Menurut Timboel, mayoritas tenaga kerja Indonesia masih didominasi oleh lulusan pendidikan dasar hingga menengah pertama. Kondisi tersebut membuat pendekatan penciptaan lapangan kerja tidak bisa sepenuhnya mengandalkan industri padat modal atau berteknologi tinggi yang menuntut keahlian khusus. Sebaliknya, industri padat karya seperti tekstil dan alas kaki dinilai lebih realistis untuk menjawab kebutuhan tenaga kerja yang tersedia.
Ia menekankan bahwa lebih dari separuh angkatan kerja nasional merupakan lulusan SMP ke bawah. Dengan latar belakang pendidikan tersebut, akan sulit jika mereka dipaksa bersaing langsung dengan tenaga kerja berpendidikan tinggi tanpa adanya kebijakan afirmatif dari pemerintah.

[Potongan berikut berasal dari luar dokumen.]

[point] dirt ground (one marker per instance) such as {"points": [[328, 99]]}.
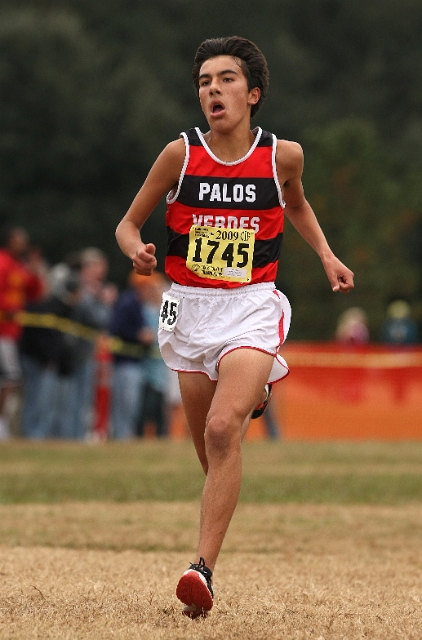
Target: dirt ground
{"points": [[103, 570]]}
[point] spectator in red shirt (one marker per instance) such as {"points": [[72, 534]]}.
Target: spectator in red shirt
{"points": [[19, 284]]}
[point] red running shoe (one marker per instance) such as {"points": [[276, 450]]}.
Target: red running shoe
{"points": [[195, 590]]}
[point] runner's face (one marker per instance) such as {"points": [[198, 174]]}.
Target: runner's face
{"points": [[223, 91]]}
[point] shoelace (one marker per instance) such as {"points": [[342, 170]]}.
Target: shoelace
{"points": [[206, 572]]}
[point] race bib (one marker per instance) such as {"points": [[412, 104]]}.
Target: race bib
{"points": [[169, 312], [222, 254]]}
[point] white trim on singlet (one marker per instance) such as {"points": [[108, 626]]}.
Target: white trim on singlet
{"points": [[275, 176], [229, 164], [172, 195]]}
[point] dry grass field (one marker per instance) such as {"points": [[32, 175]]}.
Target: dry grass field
{"points": [[289, 570]]}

Oleh karena itu, keberpihakan terhadap industri padat karya dipandang sebagai langkah yang mendesak sekaligus strategis.
Timboel juga menilai bahwa pembukaan lapangan kerja di sektor padat karya seharusnya berjalan beriringan dengan peningkatan keterampilan pekerja. Dengan demikian, industri tidak hanya menyerap tenaga kerja dalam jumlah besar, tetapi juga berkontribusi pada peningkatan kualitas sumber daya manusia secara bertahap dan berkelanjutan.
Langkah pemerintah membentuk BUMN tekstil baru, sebagaimana diarahkan Presiden Prabowo Subianto, dinilai sejalan dengan kebutuhan tersebut. Selain membuka lapangan kerja, kebijakan ini juga dipandang sebagai upaya melindungi industri tekstil nasional di tengah tantangan global, termasuk risiko kebijakan tarif dari Amerika Serikat.

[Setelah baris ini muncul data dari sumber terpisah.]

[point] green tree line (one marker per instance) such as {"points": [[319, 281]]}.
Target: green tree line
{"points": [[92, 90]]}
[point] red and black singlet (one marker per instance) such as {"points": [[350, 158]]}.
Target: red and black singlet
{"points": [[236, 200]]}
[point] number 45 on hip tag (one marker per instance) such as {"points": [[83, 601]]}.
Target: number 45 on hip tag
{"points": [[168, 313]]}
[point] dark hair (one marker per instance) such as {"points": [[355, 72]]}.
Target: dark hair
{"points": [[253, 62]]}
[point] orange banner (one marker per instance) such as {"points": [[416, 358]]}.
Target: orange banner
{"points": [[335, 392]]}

Untuk mendukung rencana tersebut, pemerintah menyiapkan pendanaan miliaran dolar melalui BPI Danantara yang akan dialokasikan bagi pengadaan barang modal, penerapan teknologi, serta peningkatan kapasitas ekspor. Dengan dukungan ini, industri tekstil nasional diharapkan tidak hanya bertahan, tetapi juga mampu melakukan modernisasi dan memperkuat struktur industrinya.

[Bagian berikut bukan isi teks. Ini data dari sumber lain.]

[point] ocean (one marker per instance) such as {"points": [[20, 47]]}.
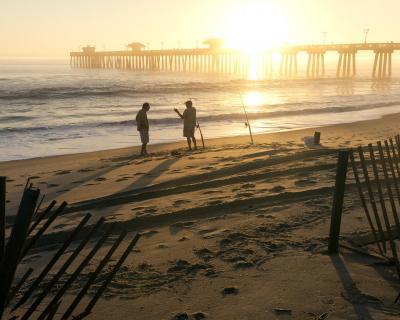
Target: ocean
{"points": [[48, 108]]}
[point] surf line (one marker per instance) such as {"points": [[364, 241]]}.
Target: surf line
{"points": [[198, 127], [247, 123]]}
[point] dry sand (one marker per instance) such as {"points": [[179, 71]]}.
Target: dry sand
{"points": [[250, 220]]}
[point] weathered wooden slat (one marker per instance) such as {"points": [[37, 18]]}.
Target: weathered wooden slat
{"points": [[395, 177], [40, 232], [338, 197], [118, 265], [388, 186], [77, 271], [38, 206], [2, 216], [93, 276], [19, 285], [41, 216], [15, 243], [62, 270], [52, 262], [383, 206], [372, 197], [363, 202]]}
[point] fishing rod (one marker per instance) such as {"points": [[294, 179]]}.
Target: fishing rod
{"points": [[201, 134], [247, 123], [198, 127]]}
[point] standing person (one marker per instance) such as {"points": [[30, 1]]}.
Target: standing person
{"points": [[143, 127], [189, 123]]}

Ke depan, Timboel menilai intervensi pemerintah tetap dibutuhkan agar transformasi industri berjalan seimbang. Industri padat karya dapat menjadi pintu masuk bagi penyerapan tenaga kerja, sementara peningkatan kompetensi menjadi fondasi untuk menghadapi perkembangan industri padat modal dan teknologi di masa mendatang.